And not just lied, but knowingly lied. It  even built the lie into its engine software design.

This wasn't just lying. This was industrial lying.

Systemic, wholesale, organised, and therefore undoubtedly officially sanctioned deception. And there are victims. The generations to come are the biggest ones. But so are VW's shareholders and customers now.

It's hardly the first such lie, though.

We have had pension mis-selling.

And mortgage insurance mis-selling.

Mortgage mis-selling in the US.

And quite a lot of corporate accounts.

And so much more.

So what is the reaction this time? Shrug and say that's how the market works? Wait to hear that all other diesel engines that somehow met emission standards when VW's could not get near have used something similar? Say we can't punish VW because they are too big to fail?

None of those work, I think.

First, I think criminal sanctions on those at the top of such companies have to be enforced: the idea that massive rewards come without risk despite what looks like systemic fraud in this case cannot be permitted. Bankers got away with this and rightly there is now a political reaction to the failure of the political class to react to that. So penalties for such behaviour have to be enforced.

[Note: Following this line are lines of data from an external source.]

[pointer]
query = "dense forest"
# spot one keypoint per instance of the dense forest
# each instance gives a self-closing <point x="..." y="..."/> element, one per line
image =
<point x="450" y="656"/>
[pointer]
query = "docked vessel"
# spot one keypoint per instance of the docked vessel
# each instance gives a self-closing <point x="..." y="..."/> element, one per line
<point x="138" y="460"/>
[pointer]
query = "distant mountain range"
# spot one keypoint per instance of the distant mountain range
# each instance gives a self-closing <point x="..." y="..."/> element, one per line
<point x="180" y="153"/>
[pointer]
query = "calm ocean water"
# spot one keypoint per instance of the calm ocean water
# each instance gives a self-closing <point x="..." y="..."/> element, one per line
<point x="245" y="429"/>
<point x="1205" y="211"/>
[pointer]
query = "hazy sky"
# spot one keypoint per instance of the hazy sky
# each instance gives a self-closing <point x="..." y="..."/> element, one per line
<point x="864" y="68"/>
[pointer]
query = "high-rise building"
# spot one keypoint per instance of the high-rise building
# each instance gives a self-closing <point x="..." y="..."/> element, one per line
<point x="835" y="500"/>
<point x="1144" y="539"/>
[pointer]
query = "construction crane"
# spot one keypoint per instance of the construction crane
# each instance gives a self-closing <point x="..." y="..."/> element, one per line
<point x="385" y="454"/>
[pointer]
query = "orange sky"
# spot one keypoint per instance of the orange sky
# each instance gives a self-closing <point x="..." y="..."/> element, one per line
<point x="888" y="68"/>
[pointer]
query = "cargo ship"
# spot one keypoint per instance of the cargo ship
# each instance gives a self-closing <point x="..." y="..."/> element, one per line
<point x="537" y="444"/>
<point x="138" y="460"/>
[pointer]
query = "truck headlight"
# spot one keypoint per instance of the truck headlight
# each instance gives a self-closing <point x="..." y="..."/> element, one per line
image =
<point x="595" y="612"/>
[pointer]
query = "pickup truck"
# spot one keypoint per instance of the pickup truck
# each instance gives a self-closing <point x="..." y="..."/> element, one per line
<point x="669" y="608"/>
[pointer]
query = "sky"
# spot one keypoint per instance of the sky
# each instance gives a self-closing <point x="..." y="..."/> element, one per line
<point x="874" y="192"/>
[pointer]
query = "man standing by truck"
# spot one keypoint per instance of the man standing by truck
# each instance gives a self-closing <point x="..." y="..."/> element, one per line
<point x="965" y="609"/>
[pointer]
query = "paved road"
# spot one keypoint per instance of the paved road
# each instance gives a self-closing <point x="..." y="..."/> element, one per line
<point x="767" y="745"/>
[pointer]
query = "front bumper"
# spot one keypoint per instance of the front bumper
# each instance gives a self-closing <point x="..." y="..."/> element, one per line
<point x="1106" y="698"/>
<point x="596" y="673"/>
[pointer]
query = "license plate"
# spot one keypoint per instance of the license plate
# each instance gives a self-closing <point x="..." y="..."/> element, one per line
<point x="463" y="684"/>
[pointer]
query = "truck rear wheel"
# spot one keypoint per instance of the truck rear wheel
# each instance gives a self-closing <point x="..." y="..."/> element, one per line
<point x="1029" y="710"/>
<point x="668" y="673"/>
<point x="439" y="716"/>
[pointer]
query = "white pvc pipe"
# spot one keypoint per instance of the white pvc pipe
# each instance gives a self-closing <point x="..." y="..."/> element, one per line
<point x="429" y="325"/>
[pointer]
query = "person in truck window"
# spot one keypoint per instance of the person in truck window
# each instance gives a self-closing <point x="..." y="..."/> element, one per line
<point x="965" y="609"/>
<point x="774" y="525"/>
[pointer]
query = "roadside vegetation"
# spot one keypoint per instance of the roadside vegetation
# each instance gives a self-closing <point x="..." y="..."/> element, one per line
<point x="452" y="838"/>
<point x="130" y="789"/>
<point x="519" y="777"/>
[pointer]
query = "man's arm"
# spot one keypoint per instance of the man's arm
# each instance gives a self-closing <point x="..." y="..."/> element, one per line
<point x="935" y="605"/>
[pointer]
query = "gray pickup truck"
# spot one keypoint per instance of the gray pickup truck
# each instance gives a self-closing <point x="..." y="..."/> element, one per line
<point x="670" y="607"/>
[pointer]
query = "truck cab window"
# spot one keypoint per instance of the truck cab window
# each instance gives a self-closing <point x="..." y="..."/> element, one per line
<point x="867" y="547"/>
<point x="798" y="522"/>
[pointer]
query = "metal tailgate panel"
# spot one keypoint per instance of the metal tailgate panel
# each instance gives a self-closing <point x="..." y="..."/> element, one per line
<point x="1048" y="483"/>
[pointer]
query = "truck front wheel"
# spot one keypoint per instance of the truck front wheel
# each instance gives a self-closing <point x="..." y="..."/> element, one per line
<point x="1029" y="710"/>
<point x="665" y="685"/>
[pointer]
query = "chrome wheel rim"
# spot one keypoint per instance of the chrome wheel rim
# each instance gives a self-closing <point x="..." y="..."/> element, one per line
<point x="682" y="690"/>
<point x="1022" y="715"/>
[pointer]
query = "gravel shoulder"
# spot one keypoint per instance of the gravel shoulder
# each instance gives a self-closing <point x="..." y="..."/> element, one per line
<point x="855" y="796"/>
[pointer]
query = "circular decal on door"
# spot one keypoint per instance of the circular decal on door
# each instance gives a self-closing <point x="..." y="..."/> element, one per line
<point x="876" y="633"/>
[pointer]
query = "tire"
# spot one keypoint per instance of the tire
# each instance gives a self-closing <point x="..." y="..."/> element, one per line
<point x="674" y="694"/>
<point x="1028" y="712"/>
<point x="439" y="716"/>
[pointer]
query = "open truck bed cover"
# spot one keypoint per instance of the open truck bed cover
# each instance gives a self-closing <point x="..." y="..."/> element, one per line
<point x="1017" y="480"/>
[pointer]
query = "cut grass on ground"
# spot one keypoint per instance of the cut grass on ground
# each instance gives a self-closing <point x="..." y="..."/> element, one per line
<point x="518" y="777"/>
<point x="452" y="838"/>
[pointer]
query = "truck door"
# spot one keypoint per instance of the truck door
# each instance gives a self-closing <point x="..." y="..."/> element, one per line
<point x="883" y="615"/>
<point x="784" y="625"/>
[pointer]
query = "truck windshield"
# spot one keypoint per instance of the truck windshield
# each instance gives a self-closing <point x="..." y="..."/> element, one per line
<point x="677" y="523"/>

No one, however, should ever want to see such penalties in use. That is just not what markets need. We want proper behaviour because the alternative has such massive costs: amongst the innocent victims of this fraud are millions of people with funds directly and indirectly held in VW shares. So whilst enforcing penalties on those who have permitted this behaviour is one thing, the need to reform the corporation is also on the agenda.

In the UK it is wrong that section 172 of the Companies Act 2006 does not make the environment as significant in terms of corporate consideration as shareholder interests.

And it is wrong that environmental reporting is not subject to the standard of scrutiny that financial reporting supposedly has.

It's wrong that in both cases fully independent auditors engaged in no other activity that might compromise them are not required to be engaged by leading companies.

And it is wrong that the risks of exposing such scandals are so high.

The failing here is not, after all, individual. It is systemic. And a systemic solution is needed. Given that we know we need the world's largest corporations but that they are so obviously failing us too often then surely the solution is their systemic reform, alongside the systemic reform of the regulatory environment in which they operate?

In the face of so much lying, such loss, and such harm, is that really too much to ask right now?